Despite being relatively simple, DHC is a demanding surgical procedure since it has significant complications. Complications of DHC increased in patients with advanced age, taking ASA or other anticoagulants [30]. The development of postoperative hematoma or increase in existing hemorrhage due to the routine previous use of AC/AA treatment or the administration of this treatment in NICU during the preoperative period can be considered as the most important complications. Surgical site problems and CSF fistula can be considered as other minor complications due to surgery. In our study, no patients developed hematoma requiring surgical treatment after DHC. However, three patients had surgical wound’s problems.
5. Conclusion
To conclude, age, DHC time and elapsed time until hospitalization or access to treatment are directly related to the functional outcome and survival. To increase survival, patients with MCA infarction should be administered medical treatment and DHC once herniation is detected radiologically without waiting for neurological deterioration (anisocoria, low GCS score). Other life-threatening complications can be avoided with proper AC/AA treatment after DHC.
Limitations
Cranioplasty could not be performed in some patients and were not followed in the long-term due to their city of residence or economic condition.

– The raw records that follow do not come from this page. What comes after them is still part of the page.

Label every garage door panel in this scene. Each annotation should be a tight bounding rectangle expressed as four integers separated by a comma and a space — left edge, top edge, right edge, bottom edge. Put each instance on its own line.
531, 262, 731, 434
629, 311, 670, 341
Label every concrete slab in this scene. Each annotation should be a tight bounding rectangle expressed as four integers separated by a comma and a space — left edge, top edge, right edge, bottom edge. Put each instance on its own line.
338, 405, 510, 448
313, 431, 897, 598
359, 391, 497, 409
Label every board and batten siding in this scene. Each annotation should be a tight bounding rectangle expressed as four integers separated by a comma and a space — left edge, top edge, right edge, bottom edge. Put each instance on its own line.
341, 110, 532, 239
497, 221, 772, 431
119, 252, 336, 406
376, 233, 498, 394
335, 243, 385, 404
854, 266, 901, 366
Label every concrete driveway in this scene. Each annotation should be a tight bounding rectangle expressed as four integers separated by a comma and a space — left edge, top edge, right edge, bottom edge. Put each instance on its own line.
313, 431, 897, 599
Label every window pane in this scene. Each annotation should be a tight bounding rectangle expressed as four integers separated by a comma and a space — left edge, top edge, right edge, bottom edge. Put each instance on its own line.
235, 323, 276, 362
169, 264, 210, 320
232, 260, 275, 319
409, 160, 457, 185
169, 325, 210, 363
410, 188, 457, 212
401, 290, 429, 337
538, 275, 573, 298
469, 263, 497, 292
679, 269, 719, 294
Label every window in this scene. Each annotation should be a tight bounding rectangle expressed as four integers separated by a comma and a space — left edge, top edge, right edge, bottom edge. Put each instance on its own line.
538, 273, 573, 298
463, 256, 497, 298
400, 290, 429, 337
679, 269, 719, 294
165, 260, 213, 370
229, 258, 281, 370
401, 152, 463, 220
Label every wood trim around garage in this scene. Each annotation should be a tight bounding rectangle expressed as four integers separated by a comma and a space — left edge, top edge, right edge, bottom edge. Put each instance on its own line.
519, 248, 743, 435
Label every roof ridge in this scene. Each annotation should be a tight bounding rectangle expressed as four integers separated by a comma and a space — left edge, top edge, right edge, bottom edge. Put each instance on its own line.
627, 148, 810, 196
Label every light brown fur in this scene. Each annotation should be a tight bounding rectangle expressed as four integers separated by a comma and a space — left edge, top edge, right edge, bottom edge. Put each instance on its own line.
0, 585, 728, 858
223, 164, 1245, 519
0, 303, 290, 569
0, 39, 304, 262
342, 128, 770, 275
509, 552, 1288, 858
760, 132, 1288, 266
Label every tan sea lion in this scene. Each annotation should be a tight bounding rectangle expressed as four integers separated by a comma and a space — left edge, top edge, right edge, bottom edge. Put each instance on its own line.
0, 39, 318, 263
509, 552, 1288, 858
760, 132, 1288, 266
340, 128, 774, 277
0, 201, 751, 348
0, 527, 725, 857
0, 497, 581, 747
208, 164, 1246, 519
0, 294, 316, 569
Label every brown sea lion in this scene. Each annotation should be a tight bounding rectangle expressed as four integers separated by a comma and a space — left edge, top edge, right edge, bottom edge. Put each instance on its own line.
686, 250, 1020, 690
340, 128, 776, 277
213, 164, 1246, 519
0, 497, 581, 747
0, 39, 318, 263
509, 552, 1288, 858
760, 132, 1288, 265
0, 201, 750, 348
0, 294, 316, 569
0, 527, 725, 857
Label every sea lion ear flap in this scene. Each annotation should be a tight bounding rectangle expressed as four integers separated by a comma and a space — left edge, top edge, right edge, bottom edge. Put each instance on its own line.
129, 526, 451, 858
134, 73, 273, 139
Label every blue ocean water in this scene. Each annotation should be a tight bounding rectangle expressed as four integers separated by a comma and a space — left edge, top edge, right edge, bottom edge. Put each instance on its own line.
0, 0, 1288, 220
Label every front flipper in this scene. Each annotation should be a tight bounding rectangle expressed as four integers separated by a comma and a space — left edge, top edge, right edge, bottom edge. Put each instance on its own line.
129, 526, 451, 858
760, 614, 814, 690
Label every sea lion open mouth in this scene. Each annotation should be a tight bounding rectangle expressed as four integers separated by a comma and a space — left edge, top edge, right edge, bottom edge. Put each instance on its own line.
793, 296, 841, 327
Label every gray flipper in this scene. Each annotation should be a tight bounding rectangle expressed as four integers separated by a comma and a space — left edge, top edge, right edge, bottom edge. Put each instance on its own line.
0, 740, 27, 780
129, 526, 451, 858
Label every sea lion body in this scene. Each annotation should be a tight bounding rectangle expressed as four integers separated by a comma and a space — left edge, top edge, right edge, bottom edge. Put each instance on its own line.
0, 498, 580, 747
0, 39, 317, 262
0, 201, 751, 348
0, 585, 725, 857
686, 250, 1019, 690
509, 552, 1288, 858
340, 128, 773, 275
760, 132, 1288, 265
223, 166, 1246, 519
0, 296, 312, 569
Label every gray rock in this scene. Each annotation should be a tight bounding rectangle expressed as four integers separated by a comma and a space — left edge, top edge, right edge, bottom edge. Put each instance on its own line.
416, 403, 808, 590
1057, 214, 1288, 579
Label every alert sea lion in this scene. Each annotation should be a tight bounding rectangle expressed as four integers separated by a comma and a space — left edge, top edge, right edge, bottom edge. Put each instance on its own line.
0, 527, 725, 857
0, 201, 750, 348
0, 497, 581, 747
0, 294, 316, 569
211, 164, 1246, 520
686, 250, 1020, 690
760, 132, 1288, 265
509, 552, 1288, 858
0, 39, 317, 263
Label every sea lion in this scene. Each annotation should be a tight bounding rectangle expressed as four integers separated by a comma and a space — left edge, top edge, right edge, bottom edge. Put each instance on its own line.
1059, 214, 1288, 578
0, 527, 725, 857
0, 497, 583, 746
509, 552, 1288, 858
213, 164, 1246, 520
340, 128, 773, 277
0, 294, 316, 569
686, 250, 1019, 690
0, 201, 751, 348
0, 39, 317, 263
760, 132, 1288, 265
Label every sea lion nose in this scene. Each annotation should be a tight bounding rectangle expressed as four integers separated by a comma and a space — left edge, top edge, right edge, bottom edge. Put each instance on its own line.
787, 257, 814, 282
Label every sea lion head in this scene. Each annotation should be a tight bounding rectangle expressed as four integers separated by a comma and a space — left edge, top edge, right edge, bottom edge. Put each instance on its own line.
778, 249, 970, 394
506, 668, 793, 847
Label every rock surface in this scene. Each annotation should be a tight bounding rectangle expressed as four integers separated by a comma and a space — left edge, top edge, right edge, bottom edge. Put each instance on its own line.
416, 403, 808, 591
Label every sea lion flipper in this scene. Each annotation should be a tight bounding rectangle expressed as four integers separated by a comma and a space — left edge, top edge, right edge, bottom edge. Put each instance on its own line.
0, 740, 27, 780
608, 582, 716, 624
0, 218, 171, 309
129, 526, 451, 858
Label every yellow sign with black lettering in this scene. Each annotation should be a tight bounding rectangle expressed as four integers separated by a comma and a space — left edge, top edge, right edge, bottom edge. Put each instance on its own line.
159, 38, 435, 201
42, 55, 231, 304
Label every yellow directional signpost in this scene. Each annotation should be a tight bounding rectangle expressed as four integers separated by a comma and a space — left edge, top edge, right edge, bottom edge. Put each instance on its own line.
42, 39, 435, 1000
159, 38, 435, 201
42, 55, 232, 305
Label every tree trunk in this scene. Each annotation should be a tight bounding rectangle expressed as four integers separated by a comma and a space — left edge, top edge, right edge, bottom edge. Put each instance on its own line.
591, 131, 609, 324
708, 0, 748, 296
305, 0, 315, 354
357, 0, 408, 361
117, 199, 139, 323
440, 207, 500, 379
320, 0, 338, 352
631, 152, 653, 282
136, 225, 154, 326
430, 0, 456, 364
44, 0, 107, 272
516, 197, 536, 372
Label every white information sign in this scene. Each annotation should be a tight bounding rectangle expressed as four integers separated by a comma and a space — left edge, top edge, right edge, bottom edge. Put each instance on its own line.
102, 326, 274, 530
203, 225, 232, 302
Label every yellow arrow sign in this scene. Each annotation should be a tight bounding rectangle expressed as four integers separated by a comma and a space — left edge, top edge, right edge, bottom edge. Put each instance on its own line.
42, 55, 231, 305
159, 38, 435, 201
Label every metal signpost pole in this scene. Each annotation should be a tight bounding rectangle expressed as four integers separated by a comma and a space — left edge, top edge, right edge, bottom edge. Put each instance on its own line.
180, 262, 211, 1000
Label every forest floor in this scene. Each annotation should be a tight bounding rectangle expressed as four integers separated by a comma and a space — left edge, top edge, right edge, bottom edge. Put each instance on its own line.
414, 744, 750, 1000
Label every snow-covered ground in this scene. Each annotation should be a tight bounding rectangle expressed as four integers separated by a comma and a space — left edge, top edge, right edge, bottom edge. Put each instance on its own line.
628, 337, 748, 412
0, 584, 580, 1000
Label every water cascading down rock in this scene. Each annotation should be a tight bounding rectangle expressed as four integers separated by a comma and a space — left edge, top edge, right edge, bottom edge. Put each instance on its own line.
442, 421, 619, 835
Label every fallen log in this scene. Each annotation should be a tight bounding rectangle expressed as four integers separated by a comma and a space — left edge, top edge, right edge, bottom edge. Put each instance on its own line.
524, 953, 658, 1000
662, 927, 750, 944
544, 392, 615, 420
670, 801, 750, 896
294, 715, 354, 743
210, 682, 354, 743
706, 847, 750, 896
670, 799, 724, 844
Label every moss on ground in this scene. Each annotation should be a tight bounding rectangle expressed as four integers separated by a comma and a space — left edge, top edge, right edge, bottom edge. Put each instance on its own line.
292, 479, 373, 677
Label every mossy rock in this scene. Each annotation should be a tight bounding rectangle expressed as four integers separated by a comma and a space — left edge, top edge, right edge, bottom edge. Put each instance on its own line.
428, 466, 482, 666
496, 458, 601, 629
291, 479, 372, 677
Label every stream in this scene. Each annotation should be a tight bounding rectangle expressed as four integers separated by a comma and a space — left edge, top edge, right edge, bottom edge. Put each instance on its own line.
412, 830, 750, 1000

Acknowledgement/Disclaimers/Conflict of interest
The authors of this paper have no conflict of interests, including specific financial interests, relationships, and/ or affiliations relevant to the subject matter or materials included. This study was approved by Başkent University Institutional Review Board (Project no: KA20/242) and supported by Başkent University Research Fund.
We thank Çağla Sarıtürk from Başkent University, Department of Biostatistics for her assistance with the data analysis in this study.